I always thought Joe Arpaio was symptomatic of what is wrong with America. He’s a poster boy for public education in the United States. I teach classes at Colorado’s largest prison, and I know several of the corrections officers personally – none of them have an ounce of respect for this brain-damaged cowboy.

For unknown reasons, I watched his reality show last week. I cannoty understand who agreed to pay for these set-ups! Ok, so you’re going to trick people into being in a “fashion show”, then arrest them. Do you really need a huge, fully furnished building, with a dozen actors and several dozen deputies? They let this whole charade go on for about 15 minutes, when all they had to do was trick them into entering the building, and arrest them. But no, they had them try on the clothes, meet the “designer”, get them into prisoner costumes, do a fashion show, have them come out for an encore, THEN arrest them.

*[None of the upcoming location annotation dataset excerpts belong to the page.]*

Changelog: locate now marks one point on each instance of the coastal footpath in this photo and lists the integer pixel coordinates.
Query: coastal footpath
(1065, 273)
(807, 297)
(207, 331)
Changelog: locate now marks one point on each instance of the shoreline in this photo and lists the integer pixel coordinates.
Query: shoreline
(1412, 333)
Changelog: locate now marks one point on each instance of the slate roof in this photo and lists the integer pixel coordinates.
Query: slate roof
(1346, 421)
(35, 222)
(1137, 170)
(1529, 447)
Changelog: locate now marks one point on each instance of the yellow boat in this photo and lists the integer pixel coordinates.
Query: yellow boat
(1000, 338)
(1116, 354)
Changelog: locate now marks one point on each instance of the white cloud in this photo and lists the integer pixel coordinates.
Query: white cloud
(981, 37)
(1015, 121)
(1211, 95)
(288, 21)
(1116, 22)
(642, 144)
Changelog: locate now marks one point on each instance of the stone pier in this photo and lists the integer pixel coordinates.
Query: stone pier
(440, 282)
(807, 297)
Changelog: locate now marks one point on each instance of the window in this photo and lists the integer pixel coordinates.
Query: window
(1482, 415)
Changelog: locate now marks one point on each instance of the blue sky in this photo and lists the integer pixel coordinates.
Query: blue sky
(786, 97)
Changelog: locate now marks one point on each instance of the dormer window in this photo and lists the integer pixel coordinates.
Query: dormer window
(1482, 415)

Yeah, definite showboater.

I have no horse in this race but I can appreciate his cost savings measures. If he’s a jerk about it I have no way of seeing that from my corner of the world.

He isn’t saving any costs. He’s implementing policies that save a few thousand dollars initially but then result in millions of dollars in restitution.

Cite? prison tents and donated food have to be cheaper than conventional expenditures by a considerable amount, not a few thousand dollars.

The restitution he is talking about is the money paid in lawsuits that sheriff Joe typically loses.

The New Times have his number:

http://www.phoenixnewtimes.com/php/specialreports/index.php?report_id=576937

http://www.november.org/stayinfo/breaking08/SheriffJoe.html

The editors of the weekly BTW were arrested recently for daring to be a continuous thorn on the sheriff side (the local buzz is that it is unlikely that sheriff Joe was an innocent bystander when the prosecutor ordered their arrests) The editors were released as soon as many noticed that that stunt could lose even more money to the county (the charges were so asinine that even the county fired the prosecutor and dropped all charges). It is clear this will result in yet another millionaire lawsuit.

http://www.slate.com/id/2176304/nav/fix/

As the sheriff was reelected, it is clear that many do not care on cutting off their noses to spite their faces, but it seems that the coming budget crunch will finally drive many to realize that any savings the sheriff brings can not hide the real costs.